Vacancy Rates for Shopping Center Up in 2Q

According to research firm Reis Inc., retailers shuttered more stores in U.S. shopping centers during the second quarter, further delaying a rebound in the struggling retail real estate market.

Source: Source: CNBC | Published on July 7, 2010

Shopping centers and strip malls have been pounded harder than other types of real estate, hurt by weak consumer spending, anemic job growth and an oversuplly built to serve new housing that never materialized.

"Until we see stabilization and recovery take root in both consumer spending and business spending and employment, we do not foresee a recovery in the retail sector until late 2012 at the earliest," said Victor Calanog, Reis director of research.

For U.S. strip centers, the vacancy rate in the second quarter rose 0.10 percentage point from the first quarter to 10.9 percent, slightly below the 11 percent in 1991 during the prior real estate bust, according to the Reis quarterly report, released on Wednesday.

Retailers gave up 1.85 million square feet of occupied space in the second quarter at neighborhood shopping centers, while developers opened less than 400,000 square feet of new strip mall space.

That compares with an average of about 7 million to 8 million square feet of shopping centers built each year from about 2001, according to Reis.

Unlike the office or apartment real estate sectors, a meaningful recovery in retail real estate is expected to be very sluggish, Calanog said.

Rents are not expected to return to 2008 levels before 2016, he said.

"It's really the one sector where because of persistent overbuilding across time, things will really get way down and even a recovery defined by a bottoming out will be pretty tepid," he said.

A recovery also will depend on type of real estate, tenants and location, he added.

Asking rents fell 0.3 percent from the first quarter to $19.07 per square foot, the lowest since the end of 2006, according to the report.

Factoring in months of free rent and other perks landlords offered to attract and retain tenants, effective rent fell 0.5 percent to $16.58 per square foot, the lowest in nearly five years.

Reis said that roughly half of its clients plan to take advantage of the cheap rents in their expansion plans.

"Only about 20 percent expressed such sentiments in the first quarter, and none were in a position to plan for expansion in 2009 for obvious reasons," Calanog said.

"If rents are so cheap now and they can lock it in, maybe it is time to expand," he said. "Some people will benefit from this.
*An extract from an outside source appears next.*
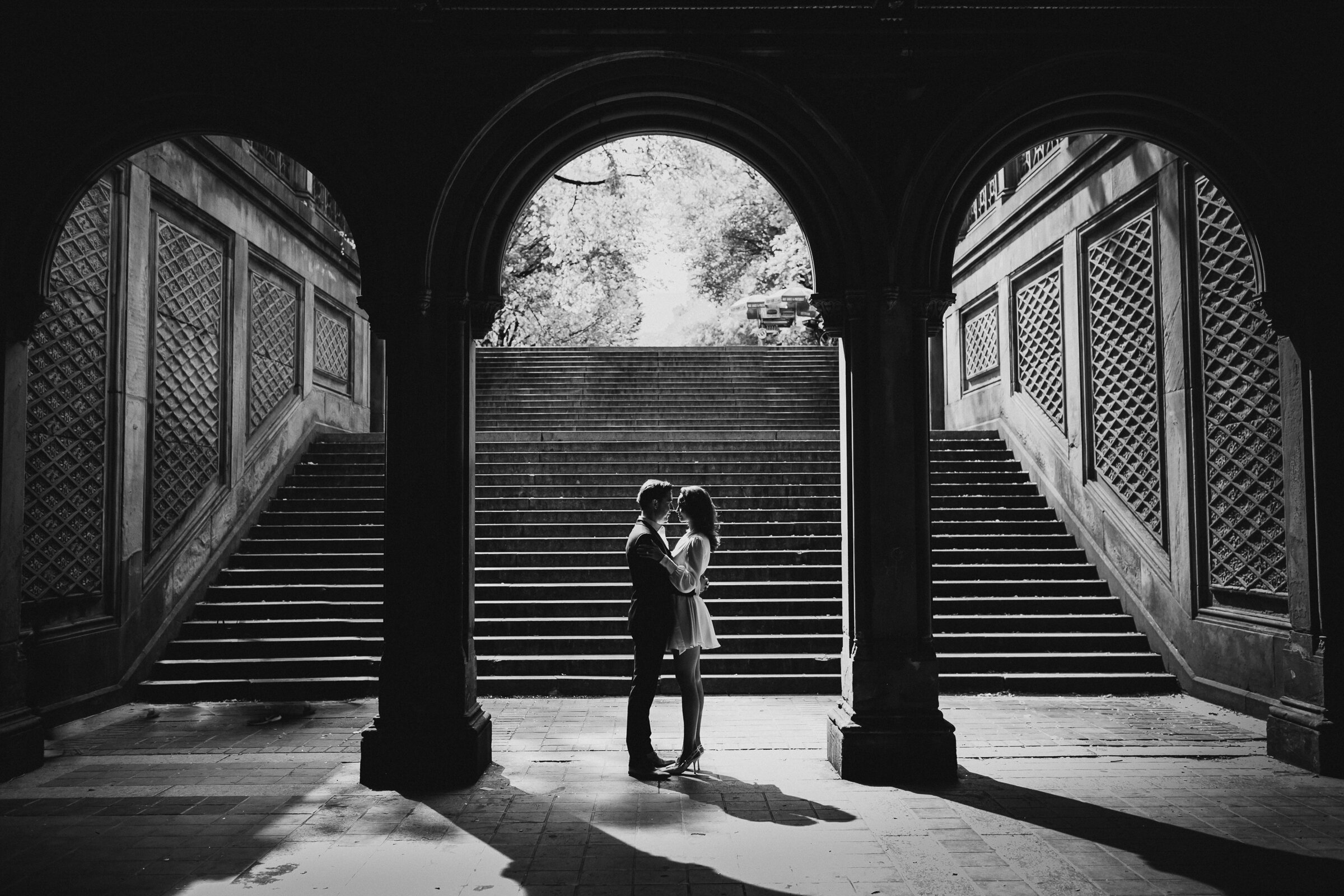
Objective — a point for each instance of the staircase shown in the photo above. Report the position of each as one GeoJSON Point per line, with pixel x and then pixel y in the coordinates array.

But it's not going to be the retail landlord."

At large U.S. malls, the vacancy rate rose 0.10 percentage point from the first quarter to 9 percent, the highest since the first quarter 2000, when Reis began tracking regional malls. Asking rent fell 0.2 percent to $38.72 per square foot, marking the seventh straight quarter of decline. Asking rent was the lowest in more than four years.

Reis does not track effective rent at regional malls.